1 O rei e Hamã foram ao banquete da rainha Ester, 2 e, enquanto bebiam vinho no segundo dia, o rei perguntou de novo:
— Rainha Ester, qual é o seu pedido? Você será atendida. O que deseja? Mesmo que seja a metade do reino, isso lhe será concedido.
3 Então, a rainha Ester respondeu:
— Se posso contar com o favor do rei e se isto lhe agrada, poupe a minha vida e a vida do meu povo; este é o meu pedido e o meu desejo. 4 Porque eu e o meu povo fomos vendidos para extermínio, morte e aniquilação. Se apenas tivéssemos sido vendidos como escravos e escravas, eu teria ficado em silêncio, porque nenhuma aflição como essa justificaria perturbar o rei.
5 O rei Xerxes perguntou à rainha Ester:
— Quem se atreveu a uma coisa dessa? Onde está ele?
6 Ester respondeu:
— O adversário e inimigo é Hamã, este ímpio.
Diante disso, Hamã ficou apavorado na presença do rei e da rainha. 7 Furioso, o rei levantou-se, deixou o vinho, saiu dali e foi para o jardim do palácio. Percebendo Hamã que o rei já tinha decidido condená-lo, ficou ali para implorar por sua vida à rainha Ester.
8 Ao voltar o rei do jardim do palácio ao salão do banquete, viu Hamã caído sobre o divã onde Ester estava reclinada. Então, exclamou:
— Chegaria ele ao cúmulo de violentar a rainha na minha presença e na minha própria casa?

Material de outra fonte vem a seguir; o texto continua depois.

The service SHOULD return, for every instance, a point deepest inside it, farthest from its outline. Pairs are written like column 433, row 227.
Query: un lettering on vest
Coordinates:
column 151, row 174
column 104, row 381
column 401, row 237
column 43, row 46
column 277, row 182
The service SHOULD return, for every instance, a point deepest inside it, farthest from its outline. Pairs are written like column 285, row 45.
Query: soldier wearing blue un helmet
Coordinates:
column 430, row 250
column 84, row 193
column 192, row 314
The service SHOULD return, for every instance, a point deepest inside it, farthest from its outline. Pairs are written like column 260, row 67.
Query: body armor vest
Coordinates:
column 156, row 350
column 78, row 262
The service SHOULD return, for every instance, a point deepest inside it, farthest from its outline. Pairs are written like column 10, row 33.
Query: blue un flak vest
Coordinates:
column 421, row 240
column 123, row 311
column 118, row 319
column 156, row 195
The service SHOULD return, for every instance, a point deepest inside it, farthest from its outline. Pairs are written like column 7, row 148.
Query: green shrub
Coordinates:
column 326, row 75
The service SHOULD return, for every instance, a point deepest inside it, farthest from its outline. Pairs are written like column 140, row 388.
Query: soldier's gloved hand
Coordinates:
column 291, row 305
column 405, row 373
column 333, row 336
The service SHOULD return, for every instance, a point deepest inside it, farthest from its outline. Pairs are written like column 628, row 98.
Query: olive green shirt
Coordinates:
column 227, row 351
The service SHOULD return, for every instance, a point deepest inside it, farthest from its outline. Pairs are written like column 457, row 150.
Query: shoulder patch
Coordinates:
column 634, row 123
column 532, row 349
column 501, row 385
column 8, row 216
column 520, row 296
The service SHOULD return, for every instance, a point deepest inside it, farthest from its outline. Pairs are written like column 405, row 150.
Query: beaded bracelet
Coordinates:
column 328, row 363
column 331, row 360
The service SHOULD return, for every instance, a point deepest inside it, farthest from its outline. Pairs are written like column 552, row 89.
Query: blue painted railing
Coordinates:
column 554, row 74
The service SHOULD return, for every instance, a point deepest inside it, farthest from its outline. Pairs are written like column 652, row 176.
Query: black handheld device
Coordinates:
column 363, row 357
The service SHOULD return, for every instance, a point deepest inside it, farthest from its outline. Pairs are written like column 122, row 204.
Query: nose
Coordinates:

Mal o rei terminou de dizer isso, alguns oficiais cobriram o rosto de Hamã. 9 Então, Harbona, um dos eunucos a serviço pessoal do rei, disse:
— Há uma estaca de cinquenta côvados de altura junto à casa de Hamã, que ele fez para Mardoqueu, aquele que interveio em favor do rei.
Então, o rei ordenou:
— Que ele seja empalado nela!
10 Assim, empalaram Hamã na estaca que ele tinha preparado para Mardoqueu. Com isso, a ira do rei se acalmou.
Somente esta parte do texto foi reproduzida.